Fazer curvas fechadas em alta velocidade com ela é um desafio, porque o assoalho é largo e baixo o suficiente para raspar e até derrubar os candidatos a piloto de corrida. Por isso, quando estavam em alta, havia os que retirassem o assoalho para participar de competições de rua, que Goiânia já teve... o asfalto ainda era bom o bastante para isso.
O motor é um caso à parte, sua concepção é pré-guerra, isso lhe custa caro para quem quer status e (a concepção vigente de) diversão. O motor dois tempos de 175cc da Ii 1971 não passa de 9cv, que hoje é potência para 100cc ou menos.
Já deixei vocês tristes, agora vamos às virtudes. Em primeiro lugar, todos os pneus têm as mesmas medidas, e ainda há um estepe. Que motocicleta tem estepe? A fixação dos pneus os torna fáceis e rápidos de trocar, e seu tamanho os torna leves, até mesmo uma criança maiorzinha, com treino, consegue fazer o serviço.
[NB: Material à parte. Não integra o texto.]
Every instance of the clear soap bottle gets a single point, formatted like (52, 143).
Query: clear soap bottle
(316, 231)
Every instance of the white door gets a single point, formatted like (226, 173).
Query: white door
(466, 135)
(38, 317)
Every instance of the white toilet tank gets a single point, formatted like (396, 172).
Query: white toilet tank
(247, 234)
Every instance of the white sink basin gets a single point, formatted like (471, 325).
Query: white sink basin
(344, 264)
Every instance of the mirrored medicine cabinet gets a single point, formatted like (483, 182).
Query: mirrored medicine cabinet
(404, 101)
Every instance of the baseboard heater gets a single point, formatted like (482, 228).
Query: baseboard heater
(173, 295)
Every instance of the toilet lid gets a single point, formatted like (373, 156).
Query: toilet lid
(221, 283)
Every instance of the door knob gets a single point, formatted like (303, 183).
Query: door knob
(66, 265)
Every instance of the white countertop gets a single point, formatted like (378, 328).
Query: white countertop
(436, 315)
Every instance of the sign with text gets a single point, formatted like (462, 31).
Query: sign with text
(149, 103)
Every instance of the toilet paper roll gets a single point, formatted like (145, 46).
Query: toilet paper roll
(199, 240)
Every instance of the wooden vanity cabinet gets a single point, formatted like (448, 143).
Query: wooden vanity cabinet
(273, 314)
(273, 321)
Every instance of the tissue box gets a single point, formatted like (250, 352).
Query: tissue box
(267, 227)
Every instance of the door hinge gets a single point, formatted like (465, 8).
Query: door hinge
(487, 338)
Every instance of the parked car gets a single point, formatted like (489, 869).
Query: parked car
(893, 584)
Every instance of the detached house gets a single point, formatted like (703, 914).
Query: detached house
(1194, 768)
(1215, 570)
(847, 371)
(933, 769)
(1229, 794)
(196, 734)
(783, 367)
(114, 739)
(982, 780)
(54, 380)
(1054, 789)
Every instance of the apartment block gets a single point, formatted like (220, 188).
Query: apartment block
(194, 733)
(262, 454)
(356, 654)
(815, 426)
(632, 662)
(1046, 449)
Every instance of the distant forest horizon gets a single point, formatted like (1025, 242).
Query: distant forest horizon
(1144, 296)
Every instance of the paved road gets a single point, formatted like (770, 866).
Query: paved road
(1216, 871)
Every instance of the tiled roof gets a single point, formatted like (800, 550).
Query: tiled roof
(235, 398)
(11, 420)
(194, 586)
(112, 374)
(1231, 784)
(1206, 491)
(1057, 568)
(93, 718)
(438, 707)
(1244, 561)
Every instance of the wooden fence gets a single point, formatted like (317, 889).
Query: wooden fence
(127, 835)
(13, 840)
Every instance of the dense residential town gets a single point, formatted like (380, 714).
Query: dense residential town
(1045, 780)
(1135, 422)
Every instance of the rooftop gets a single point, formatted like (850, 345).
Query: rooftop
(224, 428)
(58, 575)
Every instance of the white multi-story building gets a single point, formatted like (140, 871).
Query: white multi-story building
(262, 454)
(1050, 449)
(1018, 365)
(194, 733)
Empurrar uma Lambretta a procura de uma borracharia é piada.
O assoalho, que gera críticas dos infratores de trânsito, permite que se viaje por horas sem cansaço, porque viaja-se sentado, com os pés bem apoiados e, se precisar, dá para levar as compras lá. Junto com o peito de aço, igualmente largo, é um grande amigo das usuárias de minissaias, porque ninguém vê nada, a privacidade é garantida não importa o tamanho da peça.
Encontro Interclubes em Goiânia, em Novembro de 2018. Modelo da Pin-up Girls Gyn. Arquivo próprio. |
A troca de marchas é no manete direito, girando-se o dial. Nada de dar toques e correr o risco de a marcha não entrar, ou entrar a marcha errada. Lá está a indicação da marcha que está engatada. Se uma motocicleta vier com isso hoje, a fábrica fará um estardalhaço como se fosse a última conquista tecnológica da humanidade, e cobrará o preço por isso.
O motor dois tempos, banido pelos índices de poluição, que o uso de óleos vegetais resolveria sem maiores dramas, embora gire pouco e assim gere pouca potência, tem muita força. Eu já testemunhei nos idos de 1986, a insólita cena de uma Lambretta vencer um longo e íngreme aclive enlameado com pai na frente, mãe atrás, um rebento entre eles e mais dois, um no assoalho e outro no estepe... Foi uma loucura, porque ela subiu. Não muito rápido, mas subiu! Havia carros de tração dianteira sofrendo para fazer o mesmo!
Embora precise misturar combustível e lubrificante no tanque, é uma máquina muito robusta e confiável, que se bem cuidada não dá manutenção praticamente nenhuma. A tradição da Lambretta de fabricar veículos em duas cores, dá uma personalidade que a pasteurização do design faz os fãs da Honda CG terem saudades das versões antigas, especialmente a redondinha que já foi descaradamente clonada por fabricantes chineses no Brasil.
Apesar de a velocidade ser motivo de piada, é possível viajar em uma Lambretta, especialmente porque ela permite levar bagagem sem desconfortos ou perda de segurança, com acessórios de época o estepe pode se converter em bagageiro. Vai devagar, mas chega. Para uso urbano a potência sobra e o charme chama mais atenção do que essas horripilâncias empinadoras de derrièrre, que só chamam atenção de homem mesmo.
O nome é tão forte, que a Lambreta voltou a ser produzida, mas agora sem o apelo popular de outrora. Ver aqui, aqui e aqui. Agora ela é cara e a pintura em dois tons é opcional, mas ao menos a robustez do quadro foi mantida.
Por tudo isso, aquela Lambretta arrebentada que citei no começo por R$ 350,00, não sai hoje por menos de mil. Os fãs perderam a vergonha e estão restaurando as suas, e a demanda fez o preço subir muito, mas também fez a oferta de peças e mão-de-obra crescer consideravelmente; o que aumenta o argumento de venda e consigo o preço. Se antes não valiam mais do que seu peso como sucata, hoje a sucata de uma vale seu peso em ouro.